Hey folks,
To make temporal workflows list and its web equivalent usable again, I reduced the retention period from 30d to 7d and submitted two batch jobs to delete workflows older than 7d. Both batch jobs completed successfully, reporting to have deleted all of those old workflows, but I’m still seeing many workflows that closed before the cutoff date.
Before running the batch job, I ran temporal workflow count, which reported 594,313 workflows closed before the 7d cutoff date (--query 'CloseTime < "2025-07-22T23:59:59Z"').
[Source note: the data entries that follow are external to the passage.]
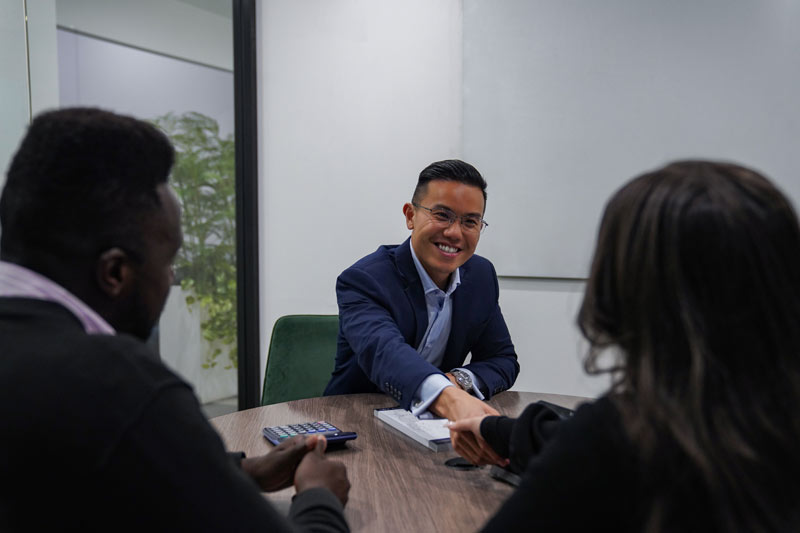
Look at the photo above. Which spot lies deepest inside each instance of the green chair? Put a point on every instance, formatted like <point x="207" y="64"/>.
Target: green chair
<point x="301" y="355"/>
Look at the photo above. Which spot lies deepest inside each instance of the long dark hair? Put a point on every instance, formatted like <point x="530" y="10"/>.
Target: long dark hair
<point x="696" y="282"/>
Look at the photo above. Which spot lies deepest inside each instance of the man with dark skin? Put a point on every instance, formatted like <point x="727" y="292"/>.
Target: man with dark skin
<point x="97" y="433"/>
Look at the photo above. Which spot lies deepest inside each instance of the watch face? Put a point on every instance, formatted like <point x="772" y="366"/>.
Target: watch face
<point x="463" y="380"/>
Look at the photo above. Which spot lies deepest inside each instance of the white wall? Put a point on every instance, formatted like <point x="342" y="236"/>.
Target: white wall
<point x="13" y="80"/>
<point x="169" y="27"/>
<point x="19" y="98"/>
<point x="356" y="97"/>
<point x="565" y="101"/>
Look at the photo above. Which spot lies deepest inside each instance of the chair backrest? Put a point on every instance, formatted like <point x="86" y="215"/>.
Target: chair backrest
<point x="301" y="356"/>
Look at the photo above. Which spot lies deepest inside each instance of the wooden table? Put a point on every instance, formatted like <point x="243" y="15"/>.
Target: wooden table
<point x="397" y="484"/>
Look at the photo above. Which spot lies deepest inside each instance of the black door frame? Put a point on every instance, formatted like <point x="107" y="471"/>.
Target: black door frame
<point x="246" y="139"/>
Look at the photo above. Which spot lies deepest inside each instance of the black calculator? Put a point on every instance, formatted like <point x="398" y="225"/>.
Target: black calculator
<point x="334" y="435"/>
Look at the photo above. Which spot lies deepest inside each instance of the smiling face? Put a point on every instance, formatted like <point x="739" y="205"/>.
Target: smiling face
<point x="442" y="248"/>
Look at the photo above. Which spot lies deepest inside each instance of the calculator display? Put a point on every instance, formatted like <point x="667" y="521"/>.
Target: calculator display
<point x="276" y="434"/>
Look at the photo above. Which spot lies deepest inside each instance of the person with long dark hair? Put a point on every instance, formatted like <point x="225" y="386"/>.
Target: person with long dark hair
<point x="694" y="293"/>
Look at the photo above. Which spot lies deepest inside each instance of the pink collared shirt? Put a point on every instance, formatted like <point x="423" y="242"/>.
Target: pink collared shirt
<point x="18" y="281"/>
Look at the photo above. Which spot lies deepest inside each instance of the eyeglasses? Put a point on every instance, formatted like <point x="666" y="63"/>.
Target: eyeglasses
<point x="445" y="217"/>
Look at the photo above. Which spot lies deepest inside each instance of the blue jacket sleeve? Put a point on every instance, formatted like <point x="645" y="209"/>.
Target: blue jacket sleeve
<point x="494" y="360"/>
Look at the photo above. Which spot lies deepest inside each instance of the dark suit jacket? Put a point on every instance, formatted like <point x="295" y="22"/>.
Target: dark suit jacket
<point x="383" y="317"/>
<point x="119" y="437"/>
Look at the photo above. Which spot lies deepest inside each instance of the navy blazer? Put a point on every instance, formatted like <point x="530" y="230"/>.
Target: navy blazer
<point x="383" y="317"/>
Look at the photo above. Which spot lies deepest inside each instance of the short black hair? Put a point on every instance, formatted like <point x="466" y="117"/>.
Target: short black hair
<point x="449" y="170"/>
<point x="80" y="183"/>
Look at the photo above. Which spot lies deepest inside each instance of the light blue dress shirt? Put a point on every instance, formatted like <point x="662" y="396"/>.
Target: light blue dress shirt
<point x="434" y="342"/>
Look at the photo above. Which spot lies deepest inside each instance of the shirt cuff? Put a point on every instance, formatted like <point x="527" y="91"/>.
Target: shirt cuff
<point x="426" y="394"/>
<point x="476" y="383"/>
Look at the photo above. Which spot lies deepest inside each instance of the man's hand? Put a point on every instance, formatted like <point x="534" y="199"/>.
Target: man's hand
<point x="315" y="470"/>
<point x="456" y="404"/>
<point x="470" y="444"/>
<point x="275" y="470"/>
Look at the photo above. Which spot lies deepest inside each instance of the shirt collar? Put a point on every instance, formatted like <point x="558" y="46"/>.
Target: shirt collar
<point x="21" y="282"/>
<point x="427" y="283"/>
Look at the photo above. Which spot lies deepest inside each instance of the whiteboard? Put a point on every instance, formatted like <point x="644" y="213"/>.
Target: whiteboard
<point x="565" y="100"/>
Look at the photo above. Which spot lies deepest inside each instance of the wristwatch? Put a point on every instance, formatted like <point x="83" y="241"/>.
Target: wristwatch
<point x="463" y="380"/>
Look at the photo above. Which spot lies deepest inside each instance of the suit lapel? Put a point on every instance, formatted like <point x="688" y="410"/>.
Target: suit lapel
<point x="455" y="350"/>
<point x="413" y="288"/>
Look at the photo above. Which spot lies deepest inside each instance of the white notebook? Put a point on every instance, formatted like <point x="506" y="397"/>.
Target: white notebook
<point x="431" y="432"/>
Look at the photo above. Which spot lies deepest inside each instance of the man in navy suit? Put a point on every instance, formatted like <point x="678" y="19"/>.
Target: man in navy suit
<point x="410" y="314"/>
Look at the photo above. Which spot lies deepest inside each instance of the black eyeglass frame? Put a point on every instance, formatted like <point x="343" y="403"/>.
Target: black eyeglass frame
<point x="452" y="217"/>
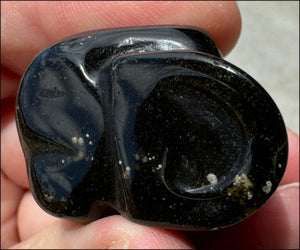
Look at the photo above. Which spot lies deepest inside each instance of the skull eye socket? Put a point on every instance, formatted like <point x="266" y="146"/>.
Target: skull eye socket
<point x="199" y="139"/>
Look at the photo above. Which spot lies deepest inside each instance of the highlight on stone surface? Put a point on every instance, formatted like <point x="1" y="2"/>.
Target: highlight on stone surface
<point x="151" y="123"/>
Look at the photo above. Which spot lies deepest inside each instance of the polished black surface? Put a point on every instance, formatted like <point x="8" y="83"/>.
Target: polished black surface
<point x="152" y="123"/>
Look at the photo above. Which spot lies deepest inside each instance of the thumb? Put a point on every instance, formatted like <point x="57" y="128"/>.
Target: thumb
<point x="111" y="232"/>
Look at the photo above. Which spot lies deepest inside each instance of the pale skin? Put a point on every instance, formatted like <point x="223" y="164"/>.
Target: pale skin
<point x="29" y="27"/>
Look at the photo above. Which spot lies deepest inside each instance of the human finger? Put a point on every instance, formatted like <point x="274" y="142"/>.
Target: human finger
<point x="111" y="232"/>
<point x="29" y="27"/>
<point x="274" y="226"/>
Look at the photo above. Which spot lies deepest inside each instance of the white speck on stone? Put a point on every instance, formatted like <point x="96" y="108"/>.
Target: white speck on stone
<point x="159" y="166"/>
<point x="212" y="178"/>
<point x="249" y="195"/>
<point x="266" y="189"/>
<point x="80" y="141"/>
<point x="145" y="159"/>
<point x="74" y="140"/>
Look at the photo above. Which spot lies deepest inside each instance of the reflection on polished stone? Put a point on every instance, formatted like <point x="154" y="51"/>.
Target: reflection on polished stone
<point x="151" y="123"/>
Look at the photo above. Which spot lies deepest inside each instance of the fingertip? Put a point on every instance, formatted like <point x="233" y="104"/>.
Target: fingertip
<point x="273" y="226"/>
<point x="292" y="170"/>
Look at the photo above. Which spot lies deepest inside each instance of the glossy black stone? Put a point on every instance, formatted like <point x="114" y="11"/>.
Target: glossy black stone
<point x="152" y="123"/>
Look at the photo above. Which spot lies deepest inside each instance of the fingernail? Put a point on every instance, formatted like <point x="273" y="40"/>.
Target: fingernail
<point x="120" y="244"/>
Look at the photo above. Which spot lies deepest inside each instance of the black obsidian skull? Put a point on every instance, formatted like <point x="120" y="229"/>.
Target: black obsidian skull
<point x="152" y="123"/>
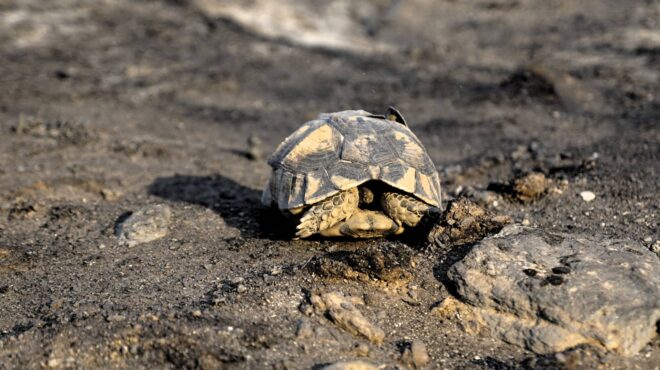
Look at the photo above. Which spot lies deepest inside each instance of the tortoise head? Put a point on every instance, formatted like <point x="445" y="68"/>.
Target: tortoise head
<point x="394" y="115"/>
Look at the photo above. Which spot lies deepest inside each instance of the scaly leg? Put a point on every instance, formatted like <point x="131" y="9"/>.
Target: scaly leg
<point x="327" y="213"/>
<point x="403" y="209"/>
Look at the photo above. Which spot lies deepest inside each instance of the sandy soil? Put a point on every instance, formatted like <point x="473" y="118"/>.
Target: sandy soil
<point x="109" y="106"/>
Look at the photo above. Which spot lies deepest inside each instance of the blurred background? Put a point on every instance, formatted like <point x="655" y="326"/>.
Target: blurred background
<point x="110" y="105"/>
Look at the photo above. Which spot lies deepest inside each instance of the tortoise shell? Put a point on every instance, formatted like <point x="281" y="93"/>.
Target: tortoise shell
<point x="342" y="150"/>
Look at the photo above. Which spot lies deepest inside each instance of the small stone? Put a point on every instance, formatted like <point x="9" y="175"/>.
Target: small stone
<point x="111" y="195"/>
<point x="530" y="186"/>
<point x="345" y="315"/>
<point x="54" y="362"/>
<point x="655" y="248"/>
<point x="254" y="151"/>
<point x="587" y="196"/>
<point x="145" y="225"/>
<point x="465" y="222"/>
<point x="361" y="349"/>
<point x="116" y="318"/>
<point x="304" y="329"/>
<point x="416" y="355"/>
<point x="351" y="365"/>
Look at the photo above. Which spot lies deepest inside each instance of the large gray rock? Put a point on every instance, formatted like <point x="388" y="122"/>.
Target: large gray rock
<point x="548" y="291"/>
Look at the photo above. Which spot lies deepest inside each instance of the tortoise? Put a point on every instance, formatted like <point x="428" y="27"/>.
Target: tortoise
<point x="353" y="173"/>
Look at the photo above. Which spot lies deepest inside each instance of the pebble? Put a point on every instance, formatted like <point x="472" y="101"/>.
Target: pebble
<point x="144" y="225"/>
<point x="304" y="329"/>
<point x="587" y="196"/>
<point x="655" y="248"/>
<point x="361" y="349"/>
<point x="343" y="313"/>
<point x="416" y="354"/>
<point x="351" y="365"/>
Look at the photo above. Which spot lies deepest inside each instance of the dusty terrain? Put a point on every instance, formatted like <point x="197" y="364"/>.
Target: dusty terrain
<point x="110" y="106"/>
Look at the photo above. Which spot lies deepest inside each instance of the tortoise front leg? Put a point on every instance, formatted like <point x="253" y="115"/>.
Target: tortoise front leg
<point x="364" y="224"/>
<point x="327" y="213"/>
<point x="403" y="209"/>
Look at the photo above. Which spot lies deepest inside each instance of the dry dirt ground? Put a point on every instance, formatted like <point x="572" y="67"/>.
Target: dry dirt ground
<point x="110" y="106"/>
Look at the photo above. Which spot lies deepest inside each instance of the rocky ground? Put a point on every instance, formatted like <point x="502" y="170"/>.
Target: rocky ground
<point x="132" y="161"/>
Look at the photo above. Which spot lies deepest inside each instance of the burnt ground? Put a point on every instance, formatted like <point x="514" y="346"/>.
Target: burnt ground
<point x="106" y="107"/>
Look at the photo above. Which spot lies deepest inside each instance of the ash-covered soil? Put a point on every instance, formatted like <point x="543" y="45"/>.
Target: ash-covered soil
<point x="110" y="106"/>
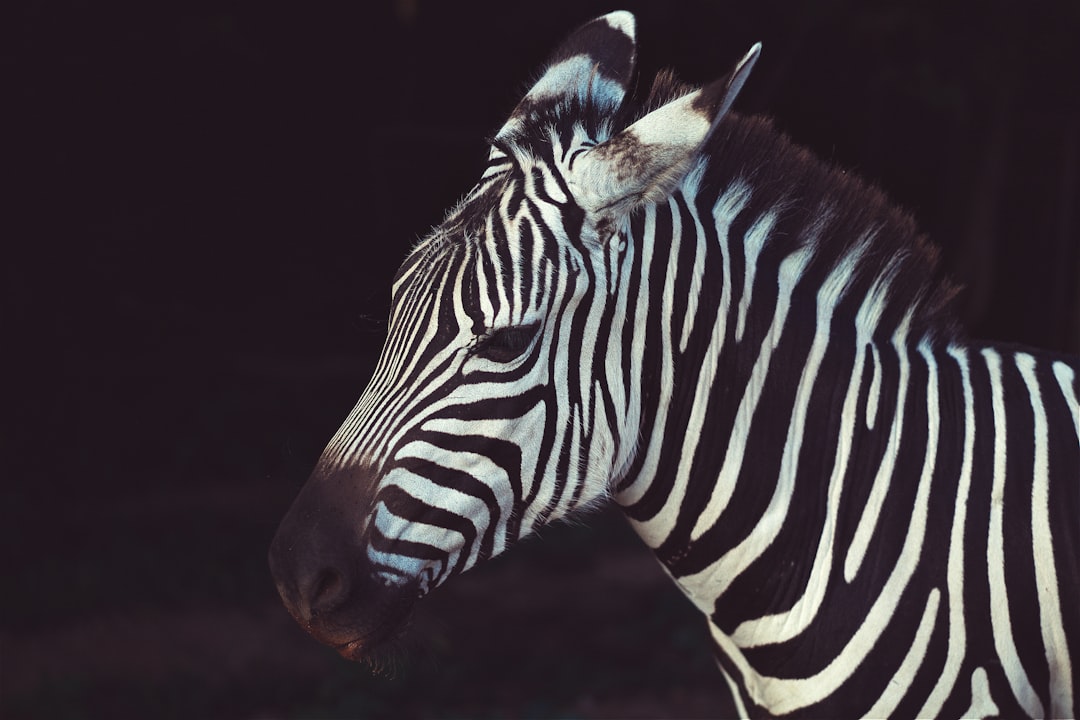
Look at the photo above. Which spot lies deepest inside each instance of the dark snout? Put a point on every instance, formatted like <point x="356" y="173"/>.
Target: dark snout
<point x="319" y="562"/>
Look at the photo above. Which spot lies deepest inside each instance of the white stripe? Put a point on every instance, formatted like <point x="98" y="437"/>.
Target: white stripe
<point x="782" y="695"/>
<point x="756" y="238"/>
<point x="901" y="681"/>
<point x="982" y="703"/>
<point x="1042" y="551"/>
<point x="957" y="628"/>
<point x="783" y="626"/>
<point x="875" y="392"/>
<point x="712" y="582"/>
<point x="868" y="519"/>
<point x="1000" y="621"/>
<point x="1065" y="378"/>
<point x="791" y="271"/>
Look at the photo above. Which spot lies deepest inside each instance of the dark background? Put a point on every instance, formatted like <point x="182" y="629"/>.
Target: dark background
<point x="205" y="204"/>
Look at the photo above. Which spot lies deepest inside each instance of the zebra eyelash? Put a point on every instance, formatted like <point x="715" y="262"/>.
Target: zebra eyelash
<point x="504" y="344"/>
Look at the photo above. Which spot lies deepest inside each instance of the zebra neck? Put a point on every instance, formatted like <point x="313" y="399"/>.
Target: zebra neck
<point x="754" y="355"/>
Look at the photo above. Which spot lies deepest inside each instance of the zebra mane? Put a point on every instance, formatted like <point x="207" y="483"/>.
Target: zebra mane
<point x="781" y="176"/>
<point x="784" y="175"/>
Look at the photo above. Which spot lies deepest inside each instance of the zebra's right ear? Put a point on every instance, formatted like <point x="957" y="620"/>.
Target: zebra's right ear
<point x="592" y="68"/>
<point x="648" y="160"/>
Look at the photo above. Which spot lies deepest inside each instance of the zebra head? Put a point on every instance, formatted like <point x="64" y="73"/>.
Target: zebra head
<point x="498" y="403"/>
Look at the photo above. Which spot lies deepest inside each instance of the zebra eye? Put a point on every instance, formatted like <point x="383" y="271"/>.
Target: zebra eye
<point x="504" y="344"/>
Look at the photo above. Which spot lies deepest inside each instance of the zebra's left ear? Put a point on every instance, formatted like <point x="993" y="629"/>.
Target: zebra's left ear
<point x="592" y="68"/>
<point x="648" y="160"/>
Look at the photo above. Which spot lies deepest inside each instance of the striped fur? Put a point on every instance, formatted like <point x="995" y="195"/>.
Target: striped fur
<point x="753" y="354"/>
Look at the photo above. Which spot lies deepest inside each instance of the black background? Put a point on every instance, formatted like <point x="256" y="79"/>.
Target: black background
<point x="205" y="204"/>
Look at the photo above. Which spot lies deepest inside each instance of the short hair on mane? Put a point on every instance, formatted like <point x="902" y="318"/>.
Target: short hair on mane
<point x="785" y="175"/>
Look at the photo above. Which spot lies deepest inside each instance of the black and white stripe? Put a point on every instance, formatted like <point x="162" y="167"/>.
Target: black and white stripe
<point x="752" y="353"/>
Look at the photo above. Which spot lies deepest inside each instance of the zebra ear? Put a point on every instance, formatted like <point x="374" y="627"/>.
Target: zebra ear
<point x="593" y="67"/>
<point x="647" y="161"/>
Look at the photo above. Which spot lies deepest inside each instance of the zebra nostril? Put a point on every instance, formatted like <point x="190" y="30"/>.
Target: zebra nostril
<point x="328" y="591"/>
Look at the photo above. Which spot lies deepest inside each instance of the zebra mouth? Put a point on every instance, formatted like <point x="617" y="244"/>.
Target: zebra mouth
<point x="354" y="650"/>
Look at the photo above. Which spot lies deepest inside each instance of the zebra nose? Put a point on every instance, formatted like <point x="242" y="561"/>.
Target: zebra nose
<point x="310" y="586"/>
<point x="314" y="557"/>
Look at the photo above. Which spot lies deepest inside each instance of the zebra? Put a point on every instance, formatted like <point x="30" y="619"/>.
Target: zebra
<point x="672" y="307"/>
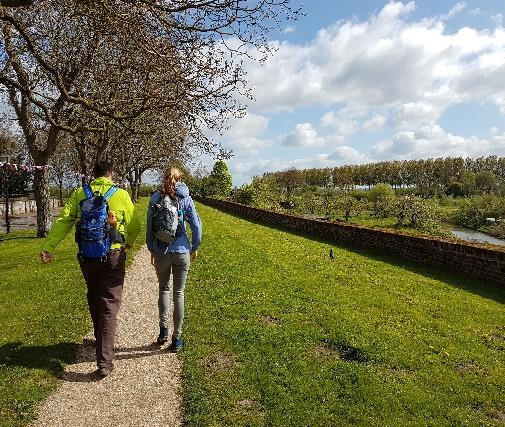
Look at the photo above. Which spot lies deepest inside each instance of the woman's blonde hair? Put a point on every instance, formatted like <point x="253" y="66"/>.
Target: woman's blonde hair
<point x="172" y="176"/>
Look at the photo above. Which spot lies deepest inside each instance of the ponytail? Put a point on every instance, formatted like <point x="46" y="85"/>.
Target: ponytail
<point x="172" y="176"/>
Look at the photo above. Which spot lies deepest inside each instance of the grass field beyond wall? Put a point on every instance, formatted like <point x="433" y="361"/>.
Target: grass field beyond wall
<point x="43" y="318"/>
<point x="279" y="335"/>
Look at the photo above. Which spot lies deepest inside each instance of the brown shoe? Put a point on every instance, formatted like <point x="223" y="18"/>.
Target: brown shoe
<point x="103" y="372"/>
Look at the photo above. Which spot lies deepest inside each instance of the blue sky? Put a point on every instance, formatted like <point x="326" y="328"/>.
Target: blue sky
<point x="365" y="81"/>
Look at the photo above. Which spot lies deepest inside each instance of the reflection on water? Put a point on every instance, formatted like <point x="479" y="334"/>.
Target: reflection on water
<point x="475" y="236"/>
As of this writing, the same command reports 283,507 workflows, so only half appear to have been deleted.
Batch job #1
I started with a smaller batch to get a sense of how Temporal and its DB would handle a bigger batch, so I deleted records older than 1st July, which means we had around one week’s worth of workflows given the original 30d retention.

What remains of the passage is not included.